Perkins Coie, representing ITC, ATC And Dairyland Power
Huebsch was using an app called Signal to message these people. Signal lets the user delete messages after a certain time. Perkins Coie said on June 28 it was unable to recover the messages.
For that reason, they can not be certain the messages were about the Cardinal-Hickory Creek project. But in an effort to show transparency, they asked the Public Service Commission to revoke their 2019 approval and allow the utilities to submit a new application.
“It just does not inspire public confidence in the utility regulatory process,” Learner said.
The PSCW voted on July 1 to reopen public comment but has not voted on revoking the 2019 approval.
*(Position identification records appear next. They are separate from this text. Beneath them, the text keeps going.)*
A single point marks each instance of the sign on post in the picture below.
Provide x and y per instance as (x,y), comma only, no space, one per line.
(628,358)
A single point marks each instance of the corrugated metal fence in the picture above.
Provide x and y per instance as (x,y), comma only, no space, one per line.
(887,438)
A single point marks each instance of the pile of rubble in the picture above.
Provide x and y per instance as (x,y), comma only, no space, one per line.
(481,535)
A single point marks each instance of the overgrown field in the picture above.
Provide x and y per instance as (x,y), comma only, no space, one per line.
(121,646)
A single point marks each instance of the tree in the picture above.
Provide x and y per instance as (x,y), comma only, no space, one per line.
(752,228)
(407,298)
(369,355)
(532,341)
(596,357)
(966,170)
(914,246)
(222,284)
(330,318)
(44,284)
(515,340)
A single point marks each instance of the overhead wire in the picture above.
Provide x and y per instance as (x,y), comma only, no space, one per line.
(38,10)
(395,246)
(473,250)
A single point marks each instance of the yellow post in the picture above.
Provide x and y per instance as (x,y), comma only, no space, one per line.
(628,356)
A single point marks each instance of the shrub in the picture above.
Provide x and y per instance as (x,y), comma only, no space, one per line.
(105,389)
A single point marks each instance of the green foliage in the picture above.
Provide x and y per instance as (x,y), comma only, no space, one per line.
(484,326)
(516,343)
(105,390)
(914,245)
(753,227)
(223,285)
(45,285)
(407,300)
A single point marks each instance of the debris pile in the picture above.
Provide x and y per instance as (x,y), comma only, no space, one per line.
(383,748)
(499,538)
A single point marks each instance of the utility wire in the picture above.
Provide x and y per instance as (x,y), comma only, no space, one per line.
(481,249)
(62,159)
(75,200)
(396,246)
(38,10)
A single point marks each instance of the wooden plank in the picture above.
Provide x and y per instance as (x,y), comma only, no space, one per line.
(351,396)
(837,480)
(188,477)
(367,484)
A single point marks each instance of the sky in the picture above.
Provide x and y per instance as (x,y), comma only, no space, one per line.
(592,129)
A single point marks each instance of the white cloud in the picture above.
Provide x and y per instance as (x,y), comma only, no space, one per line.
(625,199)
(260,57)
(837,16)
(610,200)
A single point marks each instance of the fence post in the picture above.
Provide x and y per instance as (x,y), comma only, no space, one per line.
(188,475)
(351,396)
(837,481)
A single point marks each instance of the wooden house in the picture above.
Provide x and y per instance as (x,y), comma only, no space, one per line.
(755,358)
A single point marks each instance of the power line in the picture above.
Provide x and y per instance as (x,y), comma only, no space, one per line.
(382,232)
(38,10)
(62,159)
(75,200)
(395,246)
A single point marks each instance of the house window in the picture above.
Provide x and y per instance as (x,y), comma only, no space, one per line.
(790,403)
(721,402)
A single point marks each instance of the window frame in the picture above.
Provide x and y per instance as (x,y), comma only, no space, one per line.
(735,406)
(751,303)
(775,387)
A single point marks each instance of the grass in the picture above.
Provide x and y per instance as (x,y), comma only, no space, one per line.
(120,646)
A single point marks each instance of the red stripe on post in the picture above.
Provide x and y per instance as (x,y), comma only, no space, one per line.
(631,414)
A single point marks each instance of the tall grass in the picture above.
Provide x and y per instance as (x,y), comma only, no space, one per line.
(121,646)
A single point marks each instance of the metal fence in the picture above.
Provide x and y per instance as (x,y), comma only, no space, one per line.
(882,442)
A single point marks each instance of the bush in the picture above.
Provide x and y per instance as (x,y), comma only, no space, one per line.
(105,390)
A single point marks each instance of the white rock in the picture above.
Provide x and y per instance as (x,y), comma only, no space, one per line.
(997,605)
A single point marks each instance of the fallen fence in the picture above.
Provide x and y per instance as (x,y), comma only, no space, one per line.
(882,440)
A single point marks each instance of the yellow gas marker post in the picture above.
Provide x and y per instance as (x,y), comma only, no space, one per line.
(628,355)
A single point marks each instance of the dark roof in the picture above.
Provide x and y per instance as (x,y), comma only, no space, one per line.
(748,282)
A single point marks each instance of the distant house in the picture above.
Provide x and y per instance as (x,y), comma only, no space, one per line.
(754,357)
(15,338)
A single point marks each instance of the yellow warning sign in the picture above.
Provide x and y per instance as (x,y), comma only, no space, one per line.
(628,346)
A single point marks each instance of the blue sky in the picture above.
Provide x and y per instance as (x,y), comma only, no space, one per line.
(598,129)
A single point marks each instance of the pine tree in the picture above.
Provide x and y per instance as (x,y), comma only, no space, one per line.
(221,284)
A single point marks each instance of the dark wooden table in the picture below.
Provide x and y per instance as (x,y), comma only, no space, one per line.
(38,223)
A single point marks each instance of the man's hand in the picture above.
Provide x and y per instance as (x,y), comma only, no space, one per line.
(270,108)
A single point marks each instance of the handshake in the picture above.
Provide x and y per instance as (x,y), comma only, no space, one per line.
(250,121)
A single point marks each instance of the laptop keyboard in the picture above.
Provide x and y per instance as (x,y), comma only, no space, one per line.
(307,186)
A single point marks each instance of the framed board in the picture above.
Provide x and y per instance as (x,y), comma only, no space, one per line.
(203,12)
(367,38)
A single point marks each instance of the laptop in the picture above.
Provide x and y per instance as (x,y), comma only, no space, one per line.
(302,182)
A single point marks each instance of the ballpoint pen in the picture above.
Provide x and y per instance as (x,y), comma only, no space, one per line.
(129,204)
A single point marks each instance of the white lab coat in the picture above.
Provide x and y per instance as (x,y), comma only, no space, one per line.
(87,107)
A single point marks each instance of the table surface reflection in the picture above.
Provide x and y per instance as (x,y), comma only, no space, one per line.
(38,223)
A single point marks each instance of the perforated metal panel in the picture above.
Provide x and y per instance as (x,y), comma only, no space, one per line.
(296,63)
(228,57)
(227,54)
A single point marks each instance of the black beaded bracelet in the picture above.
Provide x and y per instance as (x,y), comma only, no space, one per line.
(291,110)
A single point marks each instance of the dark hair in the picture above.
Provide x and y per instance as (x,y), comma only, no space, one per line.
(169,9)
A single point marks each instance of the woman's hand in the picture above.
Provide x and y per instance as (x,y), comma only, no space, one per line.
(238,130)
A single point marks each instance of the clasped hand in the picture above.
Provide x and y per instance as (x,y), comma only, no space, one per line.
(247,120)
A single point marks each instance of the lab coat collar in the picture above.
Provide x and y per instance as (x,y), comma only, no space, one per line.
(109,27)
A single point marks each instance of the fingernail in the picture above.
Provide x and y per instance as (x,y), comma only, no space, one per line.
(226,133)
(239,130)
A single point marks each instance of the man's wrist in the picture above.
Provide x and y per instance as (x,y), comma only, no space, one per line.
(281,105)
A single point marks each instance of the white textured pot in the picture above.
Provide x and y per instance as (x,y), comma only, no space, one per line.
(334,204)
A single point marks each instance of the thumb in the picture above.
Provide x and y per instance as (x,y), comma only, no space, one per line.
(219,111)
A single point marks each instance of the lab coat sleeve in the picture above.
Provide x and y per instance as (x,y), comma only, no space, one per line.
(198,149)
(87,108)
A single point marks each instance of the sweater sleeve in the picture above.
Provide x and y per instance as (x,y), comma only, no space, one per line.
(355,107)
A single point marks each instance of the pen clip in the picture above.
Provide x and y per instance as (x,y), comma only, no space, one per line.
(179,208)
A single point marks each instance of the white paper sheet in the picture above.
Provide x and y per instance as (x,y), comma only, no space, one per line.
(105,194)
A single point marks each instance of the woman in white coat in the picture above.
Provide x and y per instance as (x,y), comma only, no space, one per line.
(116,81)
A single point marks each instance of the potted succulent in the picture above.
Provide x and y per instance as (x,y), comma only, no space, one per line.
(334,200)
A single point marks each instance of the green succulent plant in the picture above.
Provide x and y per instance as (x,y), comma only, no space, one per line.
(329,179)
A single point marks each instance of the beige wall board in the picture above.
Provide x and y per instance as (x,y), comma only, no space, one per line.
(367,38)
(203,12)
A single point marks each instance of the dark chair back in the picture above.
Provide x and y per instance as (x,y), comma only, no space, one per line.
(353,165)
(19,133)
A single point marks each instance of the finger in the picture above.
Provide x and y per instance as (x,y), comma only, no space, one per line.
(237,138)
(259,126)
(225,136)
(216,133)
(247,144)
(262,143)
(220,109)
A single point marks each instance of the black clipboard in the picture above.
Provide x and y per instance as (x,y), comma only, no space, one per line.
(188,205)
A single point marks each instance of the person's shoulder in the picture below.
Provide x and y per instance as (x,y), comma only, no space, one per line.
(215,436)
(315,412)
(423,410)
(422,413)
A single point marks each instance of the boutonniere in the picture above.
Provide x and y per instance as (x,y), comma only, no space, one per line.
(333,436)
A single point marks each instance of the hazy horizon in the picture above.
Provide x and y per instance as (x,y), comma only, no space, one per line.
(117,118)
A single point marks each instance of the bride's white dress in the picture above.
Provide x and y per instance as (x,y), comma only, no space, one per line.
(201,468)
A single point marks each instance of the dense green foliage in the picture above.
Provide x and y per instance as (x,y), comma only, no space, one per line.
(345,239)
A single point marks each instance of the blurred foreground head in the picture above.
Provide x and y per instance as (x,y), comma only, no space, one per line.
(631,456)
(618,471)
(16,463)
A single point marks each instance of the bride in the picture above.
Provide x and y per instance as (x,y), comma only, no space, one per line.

No date has been set but the vote should happen this summer.
While this has been going on, construction in Iowa has not stopped.
Since applicants have repeatedly said this is a project to benefit Wisconsin, Goebel and Deutmeyer are unsure why they’re continuing without a solid plan across the Mississippi River.
“I see no reason for the line in Iowa, at least through the research I’ve done, if it doesn’t continue into Wisconsin,” Deutmeyer said.
ITC Midwest gave KWWL this statement about construction in Iowa:
“As the request to rescind and reopen the Certificate of Public Convenience and Necessity (CPCN) with the Public Service Commission of Wisconsin (PSCW) proceeds through the regulatory process, ITC Midwest is continuing construction on Iowa segment one of the Cardinal-Hickory Creek Transmission Line Project. Construction has been underway on this 12-mile segment since April 29, which stretches from the Hickory Creek Substation in Dubuque County to the Turkey River Substation in Clayton County. The Iowa Utilities Board granted a franchise for the Iowa segment of the Cardinal-Hickory Creek project in May 2020.”
Rod Pritchard, ITC Spokesperson
The Iowa Utilities Board ordered the companies to provide a construction update on July 8. They have 30 days to complete the request and they also need to give an analysis of the project benefits if it were only to exist in Iowa.